18 Mart 2015, Çanakkale Zaferi’nin 100. yıldönümü.Hepimiz bu onurlu savunma savaşını tarihe kazandırdıkları için başta Mustafa Kemal olmak üzere tüm atalarımıza müteşekkiriz.Onlar olmasa yaşadığımız topraklar aynı kalsa bile baba adımız veya nüfus cüzdanında din hanesi farklı yazıyor olabilirdi.İnşallah,Çanakkale bilincini hep koruruz.

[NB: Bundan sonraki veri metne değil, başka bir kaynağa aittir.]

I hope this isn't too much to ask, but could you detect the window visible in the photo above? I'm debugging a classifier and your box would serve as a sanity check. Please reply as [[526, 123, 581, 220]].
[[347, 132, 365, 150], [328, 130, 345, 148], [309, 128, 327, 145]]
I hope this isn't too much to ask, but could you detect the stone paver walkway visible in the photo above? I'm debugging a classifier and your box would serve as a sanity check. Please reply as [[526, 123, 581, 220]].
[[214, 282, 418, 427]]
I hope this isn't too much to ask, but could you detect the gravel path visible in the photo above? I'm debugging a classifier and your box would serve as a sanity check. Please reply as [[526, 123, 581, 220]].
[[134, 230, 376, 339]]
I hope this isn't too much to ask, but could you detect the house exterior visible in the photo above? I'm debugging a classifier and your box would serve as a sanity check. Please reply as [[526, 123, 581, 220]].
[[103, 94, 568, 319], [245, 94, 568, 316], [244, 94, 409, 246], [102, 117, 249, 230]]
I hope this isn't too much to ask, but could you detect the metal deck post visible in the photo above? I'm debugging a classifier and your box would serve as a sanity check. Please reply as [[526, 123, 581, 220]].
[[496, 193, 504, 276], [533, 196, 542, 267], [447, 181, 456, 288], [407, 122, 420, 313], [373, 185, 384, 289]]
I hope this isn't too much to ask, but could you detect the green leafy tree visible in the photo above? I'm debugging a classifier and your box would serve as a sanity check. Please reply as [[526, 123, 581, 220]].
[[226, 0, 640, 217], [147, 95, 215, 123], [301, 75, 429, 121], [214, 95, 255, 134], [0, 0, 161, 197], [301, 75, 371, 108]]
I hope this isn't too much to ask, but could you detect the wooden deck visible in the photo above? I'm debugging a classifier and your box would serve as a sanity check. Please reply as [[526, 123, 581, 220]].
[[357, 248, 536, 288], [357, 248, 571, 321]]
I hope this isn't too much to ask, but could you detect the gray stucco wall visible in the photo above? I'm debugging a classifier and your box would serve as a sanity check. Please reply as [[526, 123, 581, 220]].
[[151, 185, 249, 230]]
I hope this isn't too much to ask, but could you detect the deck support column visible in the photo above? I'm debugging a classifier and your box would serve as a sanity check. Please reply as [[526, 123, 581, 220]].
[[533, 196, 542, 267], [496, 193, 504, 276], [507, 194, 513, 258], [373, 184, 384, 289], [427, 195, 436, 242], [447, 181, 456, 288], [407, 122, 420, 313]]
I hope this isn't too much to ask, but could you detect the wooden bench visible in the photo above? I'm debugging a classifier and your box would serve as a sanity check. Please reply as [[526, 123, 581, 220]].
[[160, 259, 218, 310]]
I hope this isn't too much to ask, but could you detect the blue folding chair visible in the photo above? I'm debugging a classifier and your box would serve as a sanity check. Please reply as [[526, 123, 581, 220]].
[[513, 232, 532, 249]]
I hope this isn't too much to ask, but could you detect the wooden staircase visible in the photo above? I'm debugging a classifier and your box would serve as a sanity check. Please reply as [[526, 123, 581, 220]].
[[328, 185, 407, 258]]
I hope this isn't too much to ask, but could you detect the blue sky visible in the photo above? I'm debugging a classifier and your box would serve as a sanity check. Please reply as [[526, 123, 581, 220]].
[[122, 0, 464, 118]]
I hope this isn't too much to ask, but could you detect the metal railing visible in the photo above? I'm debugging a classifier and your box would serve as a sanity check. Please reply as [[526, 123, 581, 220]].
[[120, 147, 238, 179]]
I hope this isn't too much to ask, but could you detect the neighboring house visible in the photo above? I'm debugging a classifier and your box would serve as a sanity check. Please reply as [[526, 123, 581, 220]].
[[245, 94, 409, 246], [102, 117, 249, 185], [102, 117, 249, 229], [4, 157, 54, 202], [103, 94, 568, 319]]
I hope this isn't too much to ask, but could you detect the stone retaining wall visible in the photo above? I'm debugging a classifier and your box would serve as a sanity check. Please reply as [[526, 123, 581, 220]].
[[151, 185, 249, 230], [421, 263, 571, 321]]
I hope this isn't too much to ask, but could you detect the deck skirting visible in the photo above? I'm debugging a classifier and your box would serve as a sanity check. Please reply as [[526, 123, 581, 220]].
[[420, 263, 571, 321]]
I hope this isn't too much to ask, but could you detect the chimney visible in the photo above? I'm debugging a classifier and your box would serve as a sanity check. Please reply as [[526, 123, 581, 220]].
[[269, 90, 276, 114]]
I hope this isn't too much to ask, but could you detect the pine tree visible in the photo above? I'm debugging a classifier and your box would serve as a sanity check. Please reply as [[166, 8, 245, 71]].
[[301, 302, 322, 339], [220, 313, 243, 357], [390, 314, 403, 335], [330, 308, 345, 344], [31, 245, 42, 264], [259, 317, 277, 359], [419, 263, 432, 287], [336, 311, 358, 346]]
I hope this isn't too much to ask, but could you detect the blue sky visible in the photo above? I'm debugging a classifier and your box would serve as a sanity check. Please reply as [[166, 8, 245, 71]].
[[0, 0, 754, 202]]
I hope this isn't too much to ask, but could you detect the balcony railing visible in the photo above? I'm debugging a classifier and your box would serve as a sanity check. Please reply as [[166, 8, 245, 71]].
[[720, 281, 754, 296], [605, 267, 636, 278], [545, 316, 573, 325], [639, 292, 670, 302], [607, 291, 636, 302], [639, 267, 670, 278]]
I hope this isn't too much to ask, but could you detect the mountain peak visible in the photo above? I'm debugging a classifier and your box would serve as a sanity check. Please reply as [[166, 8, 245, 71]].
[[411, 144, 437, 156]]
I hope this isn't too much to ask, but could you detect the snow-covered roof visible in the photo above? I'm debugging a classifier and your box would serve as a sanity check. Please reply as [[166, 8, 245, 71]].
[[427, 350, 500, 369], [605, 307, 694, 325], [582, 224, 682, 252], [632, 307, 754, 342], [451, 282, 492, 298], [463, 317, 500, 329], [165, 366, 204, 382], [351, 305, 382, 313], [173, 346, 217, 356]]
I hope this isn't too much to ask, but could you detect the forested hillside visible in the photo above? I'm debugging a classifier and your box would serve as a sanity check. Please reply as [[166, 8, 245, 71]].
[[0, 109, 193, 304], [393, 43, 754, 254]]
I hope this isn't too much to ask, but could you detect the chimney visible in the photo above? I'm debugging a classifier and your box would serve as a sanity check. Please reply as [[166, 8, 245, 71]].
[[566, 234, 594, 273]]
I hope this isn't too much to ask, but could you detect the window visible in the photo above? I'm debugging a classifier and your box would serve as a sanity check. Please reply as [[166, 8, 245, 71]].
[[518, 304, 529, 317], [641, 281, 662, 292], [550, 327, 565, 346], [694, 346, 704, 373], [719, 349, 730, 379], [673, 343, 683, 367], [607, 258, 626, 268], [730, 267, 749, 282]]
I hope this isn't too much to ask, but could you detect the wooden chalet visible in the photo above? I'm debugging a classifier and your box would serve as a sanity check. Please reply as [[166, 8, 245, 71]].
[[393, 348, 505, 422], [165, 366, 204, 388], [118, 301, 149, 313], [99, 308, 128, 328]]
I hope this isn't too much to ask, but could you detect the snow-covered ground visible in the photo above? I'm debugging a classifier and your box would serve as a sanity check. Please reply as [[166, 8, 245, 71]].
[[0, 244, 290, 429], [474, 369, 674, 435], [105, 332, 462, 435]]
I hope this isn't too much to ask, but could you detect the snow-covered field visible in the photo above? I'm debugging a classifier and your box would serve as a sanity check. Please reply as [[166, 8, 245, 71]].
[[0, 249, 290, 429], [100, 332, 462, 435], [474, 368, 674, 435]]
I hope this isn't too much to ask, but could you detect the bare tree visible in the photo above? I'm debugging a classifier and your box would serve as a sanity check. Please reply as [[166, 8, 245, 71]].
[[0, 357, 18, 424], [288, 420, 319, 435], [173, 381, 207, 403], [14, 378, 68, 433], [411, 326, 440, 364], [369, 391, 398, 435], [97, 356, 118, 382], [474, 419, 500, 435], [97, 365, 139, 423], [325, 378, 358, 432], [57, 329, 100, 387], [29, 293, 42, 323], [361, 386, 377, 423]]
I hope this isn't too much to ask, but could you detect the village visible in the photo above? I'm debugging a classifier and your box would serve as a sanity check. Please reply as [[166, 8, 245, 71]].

1. Dünya Savaşı’nın başlangıcından hemen hemen yedi ay sonra İtilaf Devletleri İstanbul’un işgalini sağlayıp Osmanlı Devleti’ni safdışı bırakmak ve Marmara’dan Karadeniz’e ulaşıp Çarlık Rusya’sına yardım etmek amacıyla Çanakkale Boğaz’ı önlerine geldiler.Cephelerin her birindeki yoğun baskıya rağmen Osmanlı hükümeti ve komutanlar açısından payitahtı korumak ölüm kalım meselesi halini almıştı.Balkan Savaşı’nda,Trablusgarp’ta,93 Harbi’nde kaybedilen toprakların acısı henüz unutulmamıştı. O zamanki gazetelere yapılan açıklamalardan anlaşılan o ki; düşman kuvvetleri daha savaşa başlamadan utkuya ulaşacaklarından eminlerdi.Yurt savunmasının diğer milletler gibi bizim için de ne manaya geldiğini pek kavramamışlar.Komuta düzeyinde stratejik zaaflar,ikmalde kısıtlılıklar,savaşan insan sayısı ve teçhizat konusunda müthiş eksikliklere rağmen Çanakkale’de kahramanlık destanı kanla,kılıçla,süngüyle,inançla yazıldı.Millet, varlık mücadelesini yıkıntılar arasından şahlanarak kendi azmi ve iradesiyle yaptı.Kurtuluş Savaşı’nın ilk kara ve deniz zaferidir Çanakkale Savaşı.Ve ülkeye Mustafa Kemal’i armağan etti.
Tarih,dünya durdukça bu kahramanlığı yazacak,o zaferi yad ederken ulusal kıvancımız her dem taze kalacaktır.Çanakkale geçilmez oldukça;Siirt,Hakkari,Şırnak,Diyarbakır, bizim kalacak.Ankara,Trabzon,Yozgat,Kars,Adana,İzmir bizim…Zafere kadar mücadele etmek azmi yüreğimizde duracak,onurla yaşama kaidesi gibi.